Always Be Prepared: Jon Emmett

I always do my best to be prepared both as a Coach and a Sailor, and attention to detail on race day can make all the difference to one’s performance. We need to remember that weather forecasts are just that, forecasts: they can be wrong (or often it is just a case of the timing being off).

Therefore, when heading to the water I always try and be ready for anything. More food and drink than I can possibly use (and in the case of the Coaching RIB, more fuel) and suitable clothes should the weather turn significantly hotter or colder.

For optimum performance during racing when I am working hard I need less clothing than whilst resting between races, or I would be too hot, therefore a warm jacket always comes in handy and yes the Coach boat can be the coldest place on the race course because you have all of the excitement and none of the physical activity.

With the advent of Covid-19 it has no longer been possible to store equipment onboard the committee boat at many UK events, so gone are the days of being able to have a jacket to put on between races, let alone taking 3 litres plus of sports drink with you. Therefore, we must find solutions to take care of ourselves.

For sports drink Maurten has been excellent, the best I have ever used: The drink which forms a gel in the stomach is far better at hydration than water alone and I came to the conclusion that carrying 1 litre bottle with me worked well (it is just a shame Maurten don’t do a 1 litre bottle). This means having 1 litre pre-racing, immediately prior to launching and then another, ready to go upon returning ashore.

Clothing has been more difficult because what you wear at launch time is what you are going to be wearing all day. Neil Pryde Sailing has an excellent range of gear with a wide range of cross over for what is appropriate for different conditions but clothing selection is still very important, remembering you need to be wearing what you need for racing rather than the conditions when launching because the weather can and does change rapidly this time of year.

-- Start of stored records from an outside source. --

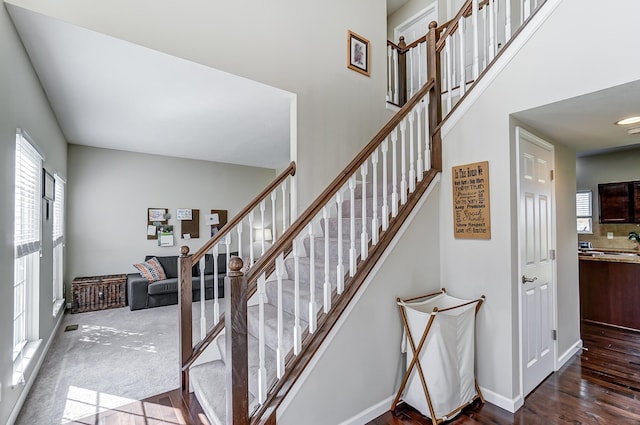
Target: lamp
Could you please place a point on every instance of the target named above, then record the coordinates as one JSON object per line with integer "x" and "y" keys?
{"x": 268, "y": 236}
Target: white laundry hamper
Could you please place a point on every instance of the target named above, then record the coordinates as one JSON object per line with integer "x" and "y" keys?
{"x": 440, "y": 343}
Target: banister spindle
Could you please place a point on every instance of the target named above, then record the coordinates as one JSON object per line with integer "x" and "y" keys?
{"x": 274, "y": 229}
{"x": 352, "y": 228}
{"x": 476, "y": 39}
{"x": 364, "y": 237}
{"x": 216, "y": 291}
{"x": 280, "y": 321}
{"x": 312, "y": 279}
{"x": 403, "y": 158}
{"x": 412, "y": 167}
{"x": 262, "y": 369}
{"x": 203, "y": 318}
{"x": 236, "y": 363}
{"x": 297, "y": 329}
{"x": 374, "y": 220}
{"x": 340, "y": 266}
{"x": 327, "y": 272}
{"x": 394, "y": 173}
{"x": 385, "y": 185}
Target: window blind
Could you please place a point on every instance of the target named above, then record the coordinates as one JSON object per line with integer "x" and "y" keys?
{"x": 583, "y": 204}
{"x": 27, "y": 197}
{"x": 58, "y": 212}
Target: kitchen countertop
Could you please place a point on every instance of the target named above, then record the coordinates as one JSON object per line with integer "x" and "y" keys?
{"x": 611, "y": 255}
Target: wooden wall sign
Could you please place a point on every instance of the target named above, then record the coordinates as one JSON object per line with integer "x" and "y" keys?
{"x": 471, "y": 207}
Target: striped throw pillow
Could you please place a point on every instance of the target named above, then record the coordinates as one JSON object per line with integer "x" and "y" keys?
{"x": 151, "y": 270}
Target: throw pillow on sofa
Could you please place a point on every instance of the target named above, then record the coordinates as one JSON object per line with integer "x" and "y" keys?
{"x": 151, "y": 270}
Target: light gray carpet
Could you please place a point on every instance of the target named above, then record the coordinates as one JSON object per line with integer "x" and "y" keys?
{"x": 116, "y": 356}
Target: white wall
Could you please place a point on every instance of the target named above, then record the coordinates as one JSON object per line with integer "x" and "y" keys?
{"x": 22, "y": 104}
{"x": 296, "y": 46}
{"x": 558, "y": 62}
{"x": 363, "y": 365}
{"x": 109, "y": 192}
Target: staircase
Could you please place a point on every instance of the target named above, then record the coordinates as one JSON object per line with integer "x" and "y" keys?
{"x": 283, "y": 307}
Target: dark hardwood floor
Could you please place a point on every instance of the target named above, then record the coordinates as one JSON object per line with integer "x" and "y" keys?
{"x": 599, "y": 386}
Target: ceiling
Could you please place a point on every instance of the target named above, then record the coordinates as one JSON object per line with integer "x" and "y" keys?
{"x": 586, "y": 123}
{"x": 110, "y": 93}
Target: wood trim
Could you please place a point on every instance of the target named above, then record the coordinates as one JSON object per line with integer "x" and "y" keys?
{"x": 290, "y": 170}
{"x": 285, "y": 241}
{"x": 312, "y": 342}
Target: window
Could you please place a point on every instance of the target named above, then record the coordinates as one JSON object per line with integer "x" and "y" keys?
{"x": 58, "y": 245}
{"x": 28, "y": 181}
{"x": 583, "y": 212}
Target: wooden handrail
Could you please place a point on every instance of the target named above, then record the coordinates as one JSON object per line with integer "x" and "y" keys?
{"x": 286, "y": 240}
{"x": 290, "y": 170}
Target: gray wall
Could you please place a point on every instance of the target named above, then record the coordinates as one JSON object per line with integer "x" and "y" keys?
{"x": 110, "y": 191}
{"x": 22, "y": 104}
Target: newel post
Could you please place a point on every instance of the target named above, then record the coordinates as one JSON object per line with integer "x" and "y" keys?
{"x": 402, "y": 72}
{"x": 237, "y": 364}
{"x": 435, "y": 96}
{"x": 184, "y": 305}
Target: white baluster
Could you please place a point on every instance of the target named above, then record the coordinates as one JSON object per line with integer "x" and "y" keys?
{"x": 297, "y": 330}
{"x": 507, "y": 27}
{"x": 374, "y": 220}
{"x": 280, "y": 347}
{"x": 403, "y": 158}
{"x": 327, "y": 272}
{"x": 450, "y": 72}
{"x": 396, "y": 82}
{"x": 427, "y": 136}
{"x": 419, "y": 127}
{"x": 262, "y": 370}
{"x": 251, "y": 254}
{"x": 492, "y": 32}
{"x": 239, "y": 231}
{"x": 352, "y": 221}
{"x": 312, "y": 279}
{"x": 463, "y": 78}
{"x": 385, "y": 185}
{"x": 285, "y": 226}
{"x": 203, "y": 318}
{"x": 340, "y": 266}
{"x": 216, "y": 294}
{"x": 274, "y": 229}
{"x": 263, "y": 207}
{"x": 364, "y": 237}
{"x": 394, "y": 173}
{"x": 412, "y": 168}
{"x": 389, "y": 74}
{"x": 227, "y": 243}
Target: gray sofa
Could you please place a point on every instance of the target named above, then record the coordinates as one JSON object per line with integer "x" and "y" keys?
{"x": 143, "y": 294}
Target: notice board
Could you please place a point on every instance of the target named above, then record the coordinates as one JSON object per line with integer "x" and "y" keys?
{"x": 471, "y": 206}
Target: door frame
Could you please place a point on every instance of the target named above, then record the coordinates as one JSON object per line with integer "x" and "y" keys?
{"x": 522, "y": 134}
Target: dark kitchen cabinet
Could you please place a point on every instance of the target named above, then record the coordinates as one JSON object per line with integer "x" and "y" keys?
{"x": 617, "y": 203}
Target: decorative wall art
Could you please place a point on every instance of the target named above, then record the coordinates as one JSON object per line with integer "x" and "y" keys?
{"x": 471, "y": 206}
{"x": 358, "y": 53}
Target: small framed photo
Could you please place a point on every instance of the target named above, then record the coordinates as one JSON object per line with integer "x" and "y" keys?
{"x": 358, "y": 53}
{"x": 48, "y": 186}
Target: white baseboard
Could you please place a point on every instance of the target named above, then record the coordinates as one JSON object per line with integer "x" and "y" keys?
{"x": 510, "y": 405}
{"x": 566, "y": 356}
{"x": 371, "y": 413}
{"x": 32, "y": 377}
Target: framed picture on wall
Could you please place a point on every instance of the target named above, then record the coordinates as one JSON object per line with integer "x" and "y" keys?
{"x": 358, "y": 53}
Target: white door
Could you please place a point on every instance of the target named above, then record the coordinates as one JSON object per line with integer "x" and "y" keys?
{"x": 536, "y": 278}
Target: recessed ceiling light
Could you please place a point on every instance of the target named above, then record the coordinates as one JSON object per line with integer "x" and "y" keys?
{"x": 630, "y": 120}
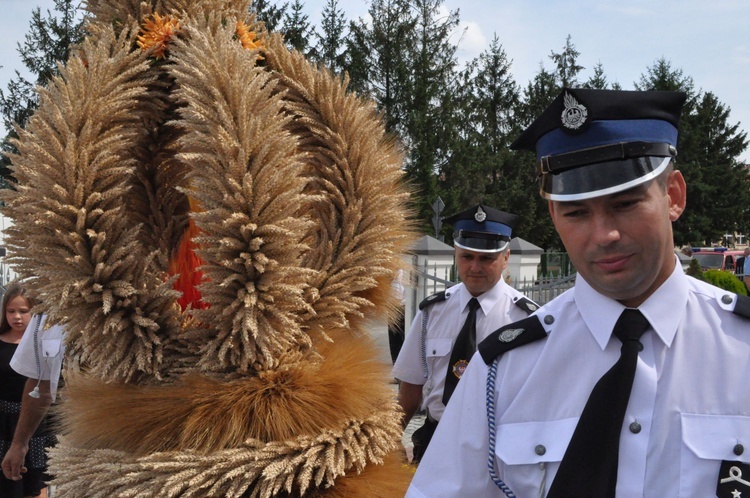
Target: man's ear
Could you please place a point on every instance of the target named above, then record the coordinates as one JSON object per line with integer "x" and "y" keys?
{"x": 677, "y": 193}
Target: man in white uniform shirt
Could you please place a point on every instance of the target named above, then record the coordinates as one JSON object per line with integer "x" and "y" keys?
{"x": 432, "y": 349}
{"x": 683, "y": 430}
{"x": 39, "y": 357}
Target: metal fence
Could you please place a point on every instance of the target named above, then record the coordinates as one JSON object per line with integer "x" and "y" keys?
{"x": 545, "y": 290}
{"x": 541, "y": 290}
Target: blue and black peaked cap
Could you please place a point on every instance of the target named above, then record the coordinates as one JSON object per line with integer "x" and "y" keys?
{"x": 482, "y": 229}
{"x": 591, "y": 143}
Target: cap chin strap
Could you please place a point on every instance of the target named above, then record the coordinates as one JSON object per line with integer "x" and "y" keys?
{"x": 609, "y": 190}
{"x": 614, "y": 152}
{"x": 488, "y": 251}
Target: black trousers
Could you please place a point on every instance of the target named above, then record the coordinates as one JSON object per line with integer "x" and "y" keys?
{"x": 421, "y": 439}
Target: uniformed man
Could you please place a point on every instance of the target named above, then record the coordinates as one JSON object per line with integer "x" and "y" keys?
{"x": 530, "y": 417}
{"x": 445, "y": 331}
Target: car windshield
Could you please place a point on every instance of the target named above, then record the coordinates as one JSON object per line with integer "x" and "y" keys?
{"x": 714, "y": 261}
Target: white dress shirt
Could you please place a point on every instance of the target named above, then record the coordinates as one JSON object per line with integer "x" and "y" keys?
{"x": 45, "y": 365}
{"x": 688, "y": 411}
{"x": 445, "y": 320}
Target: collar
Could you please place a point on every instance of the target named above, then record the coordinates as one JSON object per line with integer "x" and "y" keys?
{"x": 600, "y": 312}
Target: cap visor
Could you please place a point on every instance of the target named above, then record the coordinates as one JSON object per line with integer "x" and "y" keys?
{"x": 480, "y": 245}
{"x": 601, "y": 179}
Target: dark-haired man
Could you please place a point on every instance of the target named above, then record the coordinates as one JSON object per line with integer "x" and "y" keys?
{"x": 634, "y": 382}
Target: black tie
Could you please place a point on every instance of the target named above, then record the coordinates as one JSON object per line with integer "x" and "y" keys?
{"x": 463, "y": 350}
{"x": 589, "y": 466}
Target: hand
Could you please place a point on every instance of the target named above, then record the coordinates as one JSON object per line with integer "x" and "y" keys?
{"x": 13, "y": 462}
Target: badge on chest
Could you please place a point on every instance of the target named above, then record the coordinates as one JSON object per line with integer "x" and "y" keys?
{"x": 734, "y": 480}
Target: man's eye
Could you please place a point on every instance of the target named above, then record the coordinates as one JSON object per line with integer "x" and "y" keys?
{"x": 626, "y": 203}
{"x": 574, "y": 213}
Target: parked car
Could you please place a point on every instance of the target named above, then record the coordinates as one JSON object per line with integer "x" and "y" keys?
{"x": 720, "y": 258}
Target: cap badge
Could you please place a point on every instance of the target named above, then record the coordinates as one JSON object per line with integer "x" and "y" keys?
{"x": 574, "y": 114}
{"x": 480, "y": 215}
{"x": 510, "y": 334}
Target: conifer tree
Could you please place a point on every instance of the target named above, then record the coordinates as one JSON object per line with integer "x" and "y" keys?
{"x": 268, "y": 12}
{"x": 48, "y": 42}
{"x": 296, "y": 28}
{"x": 331, "y": 38}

Being locked into the boat is very important and just as I have worked with Gareth Griffiths to find the ultimate traveller (which allows you to sail higher and faster in medium airs) and South East Sailboats to find the ultimate control lines (so you can easily adjust the power in the sail) and lastly also thanks to Apollo Marine and Marlow ropes to find the ultimate hiking adjuster (so none of your kinetics is wasted). So, of course finding the best hiking gear is also key.

Wherever possible I try and use a 3mm Neil Pryde Longjohn. The extra thickness gives me more padding on the back of the legs and holding the hiking shorts firmer and ideally, we want zero movement in the hiking pads, so they feel like part of your leg. Of course I do wear the 1mm in extremely hot conditions (like we had in Melbourne, Australia) but try wherever possible to adjust heat transfer by changing the top layer in order: rash vest (for very hot), thermalite top, 1mm firewire top, 3mm firewire top (for very cold).

A tight fit is so important around the legs that I have recently changed from medium to small Longjohn in both 3mm and 1mm. It should be a slight struggle to get in the wetsuit when dry, so that it is a good fit when wet. Although no doubt some of the sizing change is due to me not being inside a UK gym so far this year (I was in Australia for the first 3 months and had my trip cut short and fly back very quickly when the Masters World Championships was cancelled due to Covid-19). As a result, after an initial weight gain, my weight dropped to 66Kgs when I returned to cycling but even when I am closer to 70Kgs, I am very much in favour as small a size as possible suit.

The Longjohn and long top combination work especially well because whenever possible I like to be fully covered up when sailing, whether to protect me from the sun in the summer or cold in the winter. With quite a few options to choose from (so far taking care of me in 5 to 30 degrees) careful consideration of what to wear is now more important than ever.